When that happened, the Israelites were hidden out of the sight of the great nations of the world among the solitudes of the desert. They were pitching their tents on the frontiers of Mount Seir, in the near neighbourhood of their kinsmen in Edom and Midian. There, at Sinai and Kadesh-barnea, they were receiving a code of laws, and being fitted to become a nation and the conquerors of Canaan. Were they included among the Shasu of Mount Seir whose overthrow is commemorated by Ramses iii.?

For an answer we must turn to the twenty-first chapter of the Book of Numbers.

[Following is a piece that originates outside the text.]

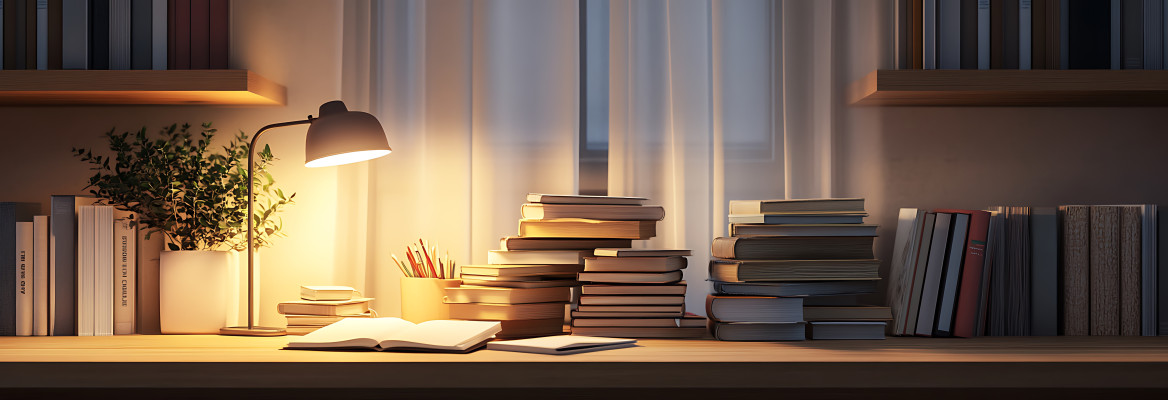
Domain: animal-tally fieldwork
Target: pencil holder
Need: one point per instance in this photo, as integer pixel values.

There we read how it is said in the book of the wars of the Lord: “Waheb in Suphah and the brooks of Arnon, and the stream of the brook that goeth down to the dwelling of Ar, and lieth upon the border of Moab.” Of the war against the Amorites on the banks of the Arnon we know something, but the Old Testament has preserved no record of the other war, which had its scene in Suphah. Where Suphah was we know from the opening of the Book of Deuteronomy, which tells us that the words of Moses were addressed to the people [pg 102] “in the plain over against Suph.” Suph, in fact, was the district which gave its name to the yâm Sûph or “Sea of Suph,” the Red Sea of the authorised version, the modern Gulf of Akabah. Here were the Edomite ports of Eloth and Ezion-geber, where Solomon built his fleet of merchantmen (1 Kings ix. 26), and here too was the region which faced “the plain” on the southern side of Moab.

The barren ranges of Mount Seir run down southward to Ezion-geber and Eloth, at the head of the Gulf of Akabah. And it was just in the ranges of Mount Seir that Ramses iii. tells us he smote the Shasu and plundered their tents. When he made this expedition, the Israelites were probably still encamped on the borders of Edom. They had not as yet entered Canaan when he marched through the later Judæa, and crossed the Jordan into Moab, and his campaign against the Shasu of the desert did not take place many years later. At Medînet Habu, the “chief of the Shasu” figures among his prisoners by the side of the kings of the Hittites and the Amorites.

Was “the war of the Lord” in Suphah waged against the Pharaoh of Egypt? Chronology is in favour of it, and if the enemies of the Israelites were not the Egyptian army, it is hard to say who else they could have been. We know from the [pg 103] Pentateuch that they were not the people of Edom; “meddle not with them,” the Israelites were enjoined; the children of Esau were their “brethren,” and God had “given Mount Seir unto Esau for a possession.”